A key piece of the panel focused on incident reporting, which requires ransomware victims to notify the U.S. government after they've been struck by a cyber attack. The panelists discussed how difficult it is to get a complete picture of ransomware when public- and private-sector sources often have very different tallies when it comes time to present attack statistics each year.
"The FBI, through its IC3 reporting mechanism, came out with its ransomware reporting statistics, and it's extraordinarily low compared to what even a specialist cyber insurance company would see year in, year out," Phillips said. "So we still see this this data gap, whether it's per unit of government or institutions like insurance companies, which aggregate the victim's data and experience. We're all seeing very partial aspects of the picture, which makes the reporting requirements that we've been discussing so, so important."
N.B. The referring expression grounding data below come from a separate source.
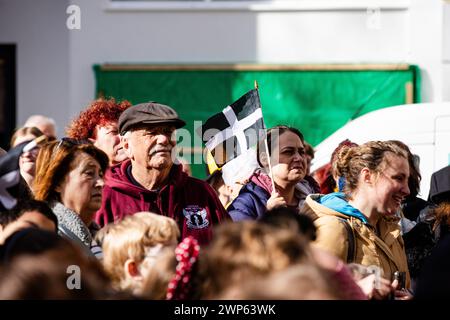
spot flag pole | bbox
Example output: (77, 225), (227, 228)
(254, 80), (277, 193)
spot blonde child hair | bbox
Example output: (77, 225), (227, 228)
(98, 212), (180, 293)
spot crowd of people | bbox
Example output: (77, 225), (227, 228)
(0, 97), (449, 300)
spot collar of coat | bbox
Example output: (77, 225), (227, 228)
(303, 194), (403, 269)
(50, 201), (92, 246)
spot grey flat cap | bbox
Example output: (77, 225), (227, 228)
(118, 102), (186, 134)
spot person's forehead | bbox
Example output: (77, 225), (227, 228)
(383, 154), (409, 174)
(278, 131), (304, 147)
(72, 151), (101, 167)
(132, 124), (176, 132)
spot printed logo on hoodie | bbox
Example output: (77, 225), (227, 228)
(183, 205), (209, 229)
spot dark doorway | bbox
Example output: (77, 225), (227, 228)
(0, 44), (16, 150)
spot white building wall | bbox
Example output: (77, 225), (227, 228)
(0, 0), (448, 137)
(0, 0), (69, 136)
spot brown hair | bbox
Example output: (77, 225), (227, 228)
(0, 236), (112, 299)
(433, 202), (450, 233)
(10, 126), (44, 148)
(304, 142), (314, 158)
(257, 125), (305, 168)
(198, 221), (311, 298)
(333, 140), (408, 195)
(33, 139), (109, 202)
(387, 140), (421, 198)
(219, 264), (339, 300)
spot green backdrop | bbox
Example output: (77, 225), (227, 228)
(94, 64), (420, 179)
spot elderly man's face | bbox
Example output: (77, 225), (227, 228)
(123, 125), (176, 170)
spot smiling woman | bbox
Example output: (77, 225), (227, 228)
(301, 140), (412, 298)
(33, 139), (109, 258)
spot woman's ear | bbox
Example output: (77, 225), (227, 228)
(361, 168), (373, 185)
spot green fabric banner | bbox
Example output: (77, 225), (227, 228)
(94, 64), (420, 179)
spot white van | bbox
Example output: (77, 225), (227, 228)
(311, 102), (450, 199)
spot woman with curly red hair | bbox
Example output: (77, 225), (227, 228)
(66, 98), (131, 166)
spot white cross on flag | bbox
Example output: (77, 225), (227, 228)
(198, 89), (266, 167)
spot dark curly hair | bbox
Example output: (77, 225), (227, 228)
(66, 98), (131, 140)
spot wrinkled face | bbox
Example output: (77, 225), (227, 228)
(370, 153), (410, 216)
(123, 125), (176, 171)
(270, 131), (307, 184)
(57, 152), (104, 222)
(94, 122), (127, 165)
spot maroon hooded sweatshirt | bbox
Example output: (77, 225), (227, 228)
(95, 160), (230, 245)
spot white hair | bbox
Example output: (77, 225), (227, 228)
(24, 115), (56, 127)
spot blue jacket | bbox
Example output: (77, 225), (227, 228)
(227, 170), (320, 221)
(227, 181), (270, 221)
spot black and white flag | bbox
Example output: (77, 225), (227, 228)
(0, 139), (39, 212)
(198, 89), (265, 167)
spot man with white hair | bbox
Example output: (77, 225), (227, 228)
(95, 102), (230, 245)
(23, 115), (57, 140)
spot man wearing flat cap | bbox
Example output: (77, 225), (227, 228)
(95, 102), (230, 245)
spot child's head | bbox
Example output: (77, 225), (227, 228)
(98, 212), (180, 293)
(199, 221), (311, 298)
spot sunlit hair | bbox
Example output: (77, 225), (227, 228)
(66, 98), (131, 140)
(198, 220), (311, 298)
(432, 202), (450, 233)
(33, 139), (109, 202)
(387, 140), (421, 199)
(333, 140), (408, 196)
(314, 139), (358, 194)
(257, 125), (305, 168)
(141, 247), (177, 300)
(96, 212), (180, 292)
(218, 264), (339, 300)
(10, 126), (44, 148)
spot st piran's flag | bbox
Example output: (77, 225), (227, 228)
(198, 89), (265, 167)
(0, 139), (38, 212)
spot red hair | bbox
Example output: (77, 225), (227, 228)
(66, 98), (131, 139)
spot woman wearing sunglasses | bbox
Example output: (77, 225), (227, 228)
(33, 138), (108, 258)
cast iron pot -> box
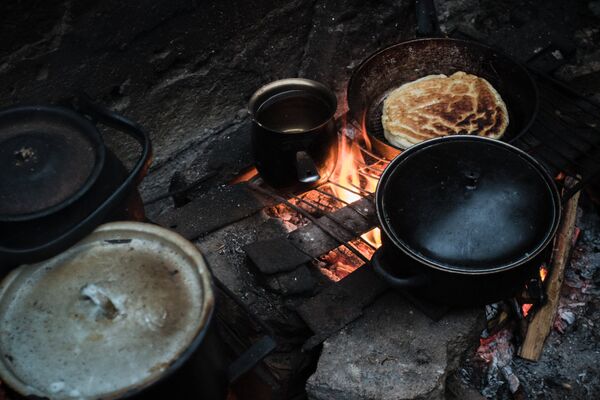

In a report that launched alongside the task force, four recommendations were made to support victims. These included clarity from the U.S. Treasury in its ransom payment guidance, a recovery fund for organizations that refuse to pay the ransom, creating a ransomware attack reporting standard and requiring organizations to disclose ransomware payments to the government prior to paying.
Stifel said progress has been made on all four fronts, and while there is still a ways to go in some aspects (specifically establishing a ransomware reporting standard), early task force efforts are promising.
"Creating a standard format for enterprise reporting … will be some time, but we do have this requirement in legislation -- maybe some of us will be retired by the time it's placed," she said. "But it's there -- we have to start somewhere. And I think that's one of the key takeaways from this experience; you may not get everything you want, but you will get what you can get in small steps. Phil [Reiner], initially when we kicked off the taskforce, kept saying we need 10 10% solutions and we'll put a big dent in this, and I think we're beginning to see that take shape."
During the Q&A, an audience member who is part of a managed security service provider asked the panelists why a theoretical victim -- especially one who doesn't engage with a cyber insurer -- should report a ransomware attack when it's hard to see a clear immediate benefit from doing so.
Daniel explained that a benefit of having a dialogue with a government entity may provide additional clarity on whether paying the ransom would ultimately benefit the victim organization.
"There's a real question, actually, about whether or not paying a ransom actually pays off for you. For some companies, it will actually be [beneficial] from a microeconomic standpoint from their point of view," he said. "But it's not always necessarily the case, because a lot of the costs are involved in ransomware recovery, whether or not you actually paid the ransom."
Alexander Culafi is a writer, journalist and podcaster based in Boston.